Chai Dulce de Leche Cupcakes
Ingredients
Brown Sugar Chai Cupcakes
- 90 g light brown sugar (scant ½ c.)
- 100 g all purpose flour (¾ c. + 1 tbsp.)
- 1 tsp. baking powder
- ¼ tsp. salt
- 41 g unsalted butter room temperature, cubed (3 tbsp.)
- 32 g vegetable oil (2 ½ tbsp.)
- 1 egg white room temperature
- 1 tsp. vanilla extract
- 90 g buttermilk* room temperature (3 oz.)
Chai Swirl / Filling
- 3 tbsp. light brown sugar
- 2 tsp. chai spice
- 120 g dulce de leche
Chai Dulce de Leche Buttercream
- 156 g unsalted butter room temperature (11 tbsp.)
- ¼ tsp. salt
- 250 g powdered sugar (2 c.)
- 1 tsp. vanilla extract
- 1 tbsp. heavy cream or milk
- 40 g dulce de leche
- 1 tsp. chai spice
Instructions
Brown Sugar Chai Cupcakes
- Preheat the oven to 350°F / 175°C. Line a muffin tin with 6 parchment liners.
- Add the sugar, flour, baking powder, salt and cubed butter to a medium sized mixing bowl. Use a hand mixer or stand mixer fitted with the paddle attachment to beat the mixture together until the butter has completely combined with the dry ingredients and no large lumps remain.
- Add the buttermilk, oil, egg white and vanilla to the flour mixture. Whisk the ingredients together just until a cohesive batter has formed.
Chai Swirl
- In a small bowl, mix together the brown sugar and chai spice.
- Place about 2 tbsp. of cupcake batter into each liner, then top each cupcake with 1 tsp. of the chai brown sugar.

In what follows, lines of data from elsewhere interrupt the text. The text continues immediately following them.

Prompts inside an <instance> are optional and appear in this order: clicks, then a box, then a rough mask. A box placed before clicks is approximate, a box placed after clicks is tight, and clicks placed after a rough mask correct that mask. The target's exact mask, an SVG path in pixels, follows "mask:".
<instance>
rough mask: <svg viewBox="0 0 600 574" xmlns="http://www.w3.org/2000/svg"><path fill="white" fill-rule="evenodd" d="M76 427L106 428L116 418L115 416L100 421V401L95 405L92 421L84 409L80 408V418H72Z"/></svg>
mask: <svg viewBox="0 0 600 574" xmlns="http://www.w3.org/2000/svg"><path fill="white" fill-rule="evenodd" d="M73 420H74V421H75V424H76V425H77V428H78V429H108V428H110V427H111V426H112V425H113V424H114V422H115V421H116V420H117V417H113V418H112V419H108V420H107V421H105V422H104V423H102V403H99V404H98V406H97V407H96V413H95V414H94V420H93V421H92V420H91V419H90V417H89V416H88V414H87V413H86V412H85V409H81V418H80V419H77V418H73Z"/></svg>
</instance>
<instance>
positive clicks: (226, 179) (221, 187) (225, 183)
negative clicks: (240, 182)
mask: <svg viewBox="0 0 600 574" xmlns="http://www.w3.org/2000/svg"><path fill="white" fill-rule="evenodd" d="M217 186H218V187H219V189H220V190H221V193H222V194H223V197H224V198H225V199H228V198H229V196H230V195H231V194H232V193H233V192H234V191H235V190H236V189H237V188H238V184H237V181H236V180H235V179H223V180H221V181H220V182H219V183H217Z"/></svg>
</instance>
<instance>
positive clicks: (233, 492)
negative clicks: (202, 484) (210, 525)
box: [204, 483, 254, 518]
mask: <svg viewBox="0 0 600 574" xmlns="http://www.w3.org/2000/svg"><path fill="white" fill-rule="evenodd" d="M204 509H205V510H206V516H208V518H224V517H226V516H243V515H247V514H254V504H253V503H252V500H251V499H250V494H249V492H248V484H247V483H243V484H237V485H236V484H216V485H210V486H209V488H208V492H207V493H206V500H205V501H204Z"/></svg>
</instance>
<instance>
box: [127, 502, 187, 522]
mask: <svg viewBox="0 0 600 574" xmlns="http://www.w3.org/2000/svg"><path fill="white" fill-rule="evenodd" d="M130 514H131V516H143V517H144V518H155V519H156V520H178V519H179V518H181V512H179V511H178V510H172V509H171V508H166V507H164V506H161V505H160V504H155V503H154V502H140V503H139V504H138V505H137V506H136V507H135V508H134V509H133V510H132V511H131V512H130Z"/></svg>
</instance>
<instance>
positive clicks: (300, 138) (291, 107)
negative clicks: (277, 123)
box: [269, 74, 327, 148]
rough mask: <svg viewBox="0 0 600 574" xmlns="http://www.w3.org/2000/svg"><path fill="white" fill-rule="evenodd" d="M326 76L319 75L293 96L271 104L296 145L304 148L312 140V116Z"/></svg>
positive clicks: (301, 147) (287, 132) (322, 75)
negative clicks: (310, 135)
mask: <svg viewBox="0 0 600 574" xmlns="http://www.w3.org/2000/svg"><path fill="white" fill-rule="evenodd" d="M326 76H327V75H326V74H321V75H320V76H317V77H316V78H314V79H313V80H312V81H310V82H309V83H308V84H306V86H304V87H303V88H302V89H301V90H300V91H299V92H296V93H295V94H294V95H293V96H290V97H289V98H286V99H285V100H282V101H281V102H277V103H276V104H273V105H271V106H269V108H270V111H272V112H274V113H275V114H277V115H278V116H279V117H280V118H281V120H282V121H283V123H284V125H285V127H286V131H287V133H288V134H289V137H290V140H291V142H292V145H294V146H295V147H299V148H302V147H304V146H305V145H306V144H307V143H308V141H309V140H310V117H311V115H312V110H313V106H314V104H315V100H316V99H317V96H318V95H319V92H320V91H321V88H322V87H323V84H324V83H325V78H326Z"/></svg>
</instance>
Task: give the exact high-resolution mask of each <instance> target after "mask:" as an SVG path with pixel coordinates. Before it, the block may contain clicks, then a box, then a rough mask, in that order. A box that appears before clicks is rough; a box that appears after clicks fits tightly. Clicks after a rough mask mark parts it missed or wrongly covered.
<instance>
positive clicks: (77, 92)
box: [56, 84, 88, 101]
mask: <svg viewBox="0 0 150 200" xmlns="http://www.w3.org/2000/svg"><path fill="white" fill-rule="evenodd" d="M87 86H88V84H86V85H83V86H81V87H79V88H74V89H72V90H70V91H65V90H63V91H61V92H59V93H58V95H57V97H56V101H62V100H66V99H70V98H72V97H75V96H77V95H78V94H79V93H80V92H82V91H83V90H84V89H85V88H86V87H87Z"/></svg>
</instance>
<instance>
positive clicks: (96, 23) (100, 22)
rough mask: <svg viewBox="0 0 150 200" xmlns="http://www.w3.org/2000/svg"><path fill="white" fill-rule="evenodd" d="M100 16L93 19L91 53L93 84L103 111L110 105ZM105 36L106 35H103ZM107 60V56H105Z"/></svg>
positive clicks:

- Distribute the remaining batter evenly between the liners, then top each cupcake with the remaining chai brown sugar. Use a knife to gently swirl the chai brown sugar into the cupcakes.
- Bake for 15-18 min., or until a toothpick inserted in the center of the cupcakes comes out clean.
Chai Dulce de Leche Buttercream
- In a medium sized mixing bowl, beat the butter with the salt for 1 minute to remove any lumps.
- Slowly beat in the powdered sugar until all of it has been used.
- To make a two-toned buttercream**: split the buttercream in half into two bowls. To one bowl, beat in the vanilla and heavy cream. To the other bowl, beat in the dulce de leche and chai spice.
- Once the cupcakes have cooled to room temperature, use a spoon or a piping tip to carve a hole out in the center of each cupcake. Fill each cupcake with 1 tbsp. of dulce de leche.
- Place each buttercream color into it's own piping bag, and snip off a hole in the top. Then, place those two bags into another piping bag that's fitted with your piping tip of choice.
- Generously frost each cupcake, then garnish with more dulce de leche if desired. Serve and enjoy!